Teenage is the rainbow period of life, colorful and fleeting. Experiences of adolescence add joy and meaning to growing-up. PCOS stole all fun and frolic from my life. It was PCOS that left me depressed and friendless: I learned this only after having sacrificed my precious 30 years struggling with it.
Despite being robbed of my good looks and bubbly nature, my PCOS remained undiagnosed: Even though I had severe PMS, mood changes, headaches, heavy menstrual flow, and am obviously overweight with unabating acne and facial hair.
All this only because my ovaries do not show cysts of the size and in number that befits the diagnosis of polycystic ovaries, and my menstrual cycles are regular.

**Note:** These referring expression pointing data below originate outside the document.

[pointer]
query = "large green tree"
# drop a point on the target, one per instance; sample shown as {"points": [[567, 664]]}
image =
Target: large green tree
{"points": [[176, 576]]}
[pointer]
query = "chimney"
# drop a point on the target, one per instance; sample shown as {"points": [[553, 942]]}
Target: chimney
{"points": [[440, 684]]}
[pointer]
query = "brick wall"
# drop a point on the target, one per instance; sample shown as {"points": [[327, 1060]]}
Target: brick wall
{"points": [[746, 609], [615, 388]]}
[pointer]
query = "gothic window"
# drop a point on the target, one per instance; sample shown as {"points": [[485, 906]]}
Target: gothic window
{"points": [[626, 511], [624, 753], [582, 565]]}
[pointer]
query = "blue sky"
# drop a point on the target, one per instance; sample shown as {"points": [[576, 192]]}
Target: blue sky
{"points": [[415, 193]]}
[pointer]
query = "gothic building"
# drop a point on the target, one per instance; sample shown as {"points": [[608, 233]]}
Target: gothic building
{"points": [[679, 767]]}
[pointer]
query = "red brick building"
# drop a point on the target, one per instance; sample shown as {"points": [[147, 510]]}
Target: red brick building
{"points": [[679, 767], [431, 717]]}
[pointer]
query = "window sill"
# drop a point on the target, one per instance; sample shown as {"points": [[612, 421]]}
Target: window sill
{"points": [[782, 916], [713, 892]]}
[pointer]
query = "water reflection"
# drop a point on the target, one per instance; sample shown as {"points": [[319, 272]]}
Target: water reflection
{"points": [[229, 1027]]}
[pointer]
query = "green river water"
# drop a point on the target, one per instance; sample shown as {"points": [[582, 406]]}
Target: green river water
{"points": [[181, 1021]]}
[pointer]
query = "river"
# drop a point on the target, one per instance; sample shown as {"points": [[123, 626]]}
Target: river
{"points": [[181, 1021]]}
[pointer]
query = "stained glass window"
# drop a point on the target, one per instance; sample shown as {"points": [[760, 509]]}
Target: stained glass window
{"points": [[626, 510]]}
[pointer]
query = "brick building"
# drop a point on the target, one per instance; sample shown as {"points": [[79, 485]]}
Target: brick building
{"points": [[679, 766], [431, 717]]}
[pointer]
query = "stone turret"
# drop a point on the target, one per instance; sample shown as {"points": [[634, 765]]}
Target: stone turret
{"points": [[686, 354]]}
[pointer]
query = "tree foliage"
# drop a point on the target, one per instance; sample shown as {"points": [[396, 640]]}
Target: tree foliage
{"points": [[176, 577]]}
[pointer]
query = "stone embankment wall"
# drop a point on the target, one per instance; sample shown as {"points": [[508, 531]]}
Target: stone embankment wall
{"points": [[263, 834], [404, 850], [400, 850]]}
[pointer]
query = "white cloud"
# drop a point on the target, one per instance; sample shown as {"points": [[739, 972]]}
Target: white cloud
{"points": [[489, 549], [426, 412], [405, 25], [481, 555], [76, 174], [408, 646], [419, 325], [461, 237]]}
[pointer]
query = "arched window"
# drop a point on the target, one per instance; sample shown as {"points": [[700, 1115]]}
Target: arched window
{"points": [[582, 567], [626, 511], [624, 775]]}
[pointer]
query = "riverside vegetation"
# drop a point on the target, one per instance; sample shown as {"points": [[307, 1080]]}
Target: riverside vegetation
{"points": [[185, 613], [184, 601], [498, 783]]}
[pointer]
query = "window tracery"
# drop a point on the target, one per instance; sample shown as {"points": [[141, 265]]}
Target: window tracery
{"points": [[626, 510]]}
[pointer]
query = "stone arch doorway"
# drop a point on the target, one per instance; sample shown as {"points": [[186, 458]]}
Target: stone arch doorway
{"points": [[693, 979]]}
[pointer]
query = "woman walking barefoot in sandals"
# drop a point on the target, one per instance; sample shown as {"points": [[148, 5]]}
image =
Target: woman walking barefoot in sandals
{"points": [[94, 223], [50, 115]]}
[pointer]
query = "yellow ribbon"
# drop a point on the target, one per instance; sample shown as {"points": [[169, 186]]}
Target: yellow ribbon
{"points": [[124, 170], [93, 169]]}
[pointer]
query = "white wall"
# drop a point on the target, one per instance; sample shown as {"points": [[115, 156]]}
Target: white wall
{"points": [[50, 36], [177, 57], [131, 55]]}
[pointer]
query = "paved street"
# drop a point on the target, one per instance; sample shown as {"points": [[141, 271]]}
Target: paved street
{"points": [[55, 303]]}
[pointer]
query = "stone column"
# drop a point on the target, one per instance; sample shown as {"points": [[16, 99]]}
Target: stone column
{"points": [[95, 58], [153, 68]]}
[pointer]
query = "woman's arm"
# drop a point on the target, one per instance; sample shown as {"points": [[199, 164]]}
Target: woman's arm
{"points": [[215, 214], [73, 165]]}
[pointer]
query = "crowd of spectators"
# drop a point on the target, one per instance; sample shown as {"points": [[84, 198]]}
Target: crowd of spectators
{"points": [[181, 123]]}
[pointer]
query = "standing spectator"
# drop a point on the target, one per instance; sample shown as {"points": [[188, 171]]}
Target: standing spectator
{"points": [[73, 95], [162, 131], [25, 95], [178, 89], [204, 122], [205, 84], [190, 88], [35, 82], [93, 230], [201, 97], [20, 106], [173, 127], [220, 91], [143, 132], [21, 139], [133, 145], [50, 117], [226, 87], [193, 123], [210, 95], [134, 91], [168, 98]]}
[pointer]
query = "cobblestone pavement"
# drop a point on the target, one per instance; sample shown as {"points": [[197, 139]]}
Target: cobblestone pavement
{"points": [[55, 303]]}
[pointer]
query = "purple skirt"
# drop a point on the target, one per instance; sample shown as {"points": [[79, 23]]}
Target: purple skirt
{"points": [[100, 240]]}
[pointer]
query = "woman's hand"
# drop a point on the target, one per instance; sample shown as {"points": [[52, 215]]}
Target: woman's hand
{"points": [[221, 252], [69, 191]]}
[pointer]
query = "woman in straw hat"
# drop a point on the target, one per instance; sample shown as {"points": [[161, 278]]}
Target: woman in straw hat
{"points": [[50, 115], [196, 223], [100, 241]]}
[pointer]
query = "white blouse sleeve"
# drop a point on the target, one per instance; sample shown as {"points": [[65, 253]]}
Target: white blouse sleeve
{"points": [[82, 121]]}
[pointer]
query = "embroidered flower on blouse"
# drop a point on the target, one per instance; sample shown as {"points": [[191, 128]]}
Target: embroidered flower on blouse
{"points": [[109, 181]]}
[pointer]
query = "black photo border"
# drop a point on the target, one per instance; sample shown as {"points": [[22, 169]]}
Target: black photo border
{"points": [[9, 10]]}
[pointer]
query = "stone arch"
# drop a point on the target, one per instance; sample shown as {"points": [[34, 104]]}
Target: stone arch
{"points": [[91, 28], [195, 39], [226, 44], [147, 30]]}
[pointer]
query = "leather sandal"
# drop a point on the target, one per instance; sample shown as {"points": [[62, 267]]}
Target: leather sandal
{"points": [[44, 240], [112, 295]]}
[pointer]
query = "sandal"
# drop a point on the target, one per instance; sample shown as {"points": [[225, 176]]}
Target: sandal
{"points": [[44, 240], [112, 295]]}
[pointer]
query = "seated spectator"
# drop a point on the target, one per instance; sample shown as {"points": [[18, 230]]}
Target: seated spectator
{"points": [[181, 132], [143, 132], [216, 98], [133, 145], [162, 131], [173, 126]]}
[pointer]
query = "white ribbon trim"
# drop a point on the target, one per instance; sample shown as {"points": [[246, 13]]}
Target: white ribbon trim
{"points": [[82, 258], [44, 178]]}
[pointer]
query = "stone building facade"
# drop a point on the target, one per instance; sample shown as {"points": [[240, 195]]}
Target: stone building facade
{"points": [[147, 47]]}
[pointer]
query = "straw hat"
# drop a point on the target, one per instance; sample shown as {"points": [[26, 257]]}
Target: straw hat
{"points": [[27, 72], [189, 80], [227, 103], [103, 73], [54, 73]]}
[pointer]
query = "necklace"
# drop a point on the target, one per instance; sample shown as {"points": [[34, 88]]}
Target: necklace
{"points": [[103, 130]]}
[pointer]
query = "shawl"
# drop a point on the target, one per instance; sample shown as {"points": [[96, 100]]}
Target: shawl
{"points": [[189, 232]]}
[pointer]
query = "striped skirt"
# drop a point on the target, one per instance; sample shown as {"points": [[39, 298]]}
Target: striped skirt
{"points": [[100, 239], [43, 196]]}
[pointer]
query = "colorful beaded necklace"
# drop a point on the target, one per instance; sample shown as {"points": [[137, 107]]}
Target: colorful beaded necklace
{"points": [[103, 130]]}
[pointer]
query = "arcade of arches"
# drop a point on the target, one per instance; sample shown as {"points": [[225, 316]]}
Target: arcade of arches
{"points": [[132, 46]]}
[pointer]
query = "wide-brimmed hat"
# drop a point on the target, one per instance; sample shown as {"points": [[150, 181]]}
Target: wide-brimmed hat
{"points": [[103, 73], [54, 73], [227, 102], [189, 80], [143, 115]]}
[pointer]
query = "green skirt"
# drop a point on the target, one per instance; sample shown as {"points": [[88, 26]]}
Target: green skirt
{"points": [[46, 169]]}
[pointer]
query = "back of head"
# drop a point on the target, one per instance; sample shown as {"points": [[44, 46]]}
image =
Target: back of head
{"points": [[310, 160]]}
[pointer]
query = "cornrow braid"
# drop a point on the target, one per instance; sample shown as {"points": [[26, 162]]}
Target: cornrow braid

Instead, I got labeled as a case of prolactin adenoma and schizophrenia, which cowered my parents in fear. Their darling daughter, at the prime of her life, was shattered.
The diagnosis and the treatment shook my confidence. I became a couch potato. The dark shadows of depression engulfed not only me but my entire family. The treatment offered to regress a doubtful micro-prolactinoma and to keep Insulin Resistance at bay had pushed me into a state of proper psychotic. I withdrew from all forms of social interactions. I began to doubt my communication skills. To look good, I started dieting but lapsed into binge eating - don’t know when and how.
Being lonely and friendless, the possibility of a relationship did not arise. But people did not stop matchmaking. When I would retort that I was not interested in sex, I was considered weird and rude. No one even imagined that it was not me, but my messed-up hormones that were speaking.
Yes, my libido dampened, and the idea of having a family gave me creeps. Life felt empty. Nothing seemed worth living with PCOS. The only thing that kept me going was my career aspirations, my determination to succeed, and the unwavering support of my parents.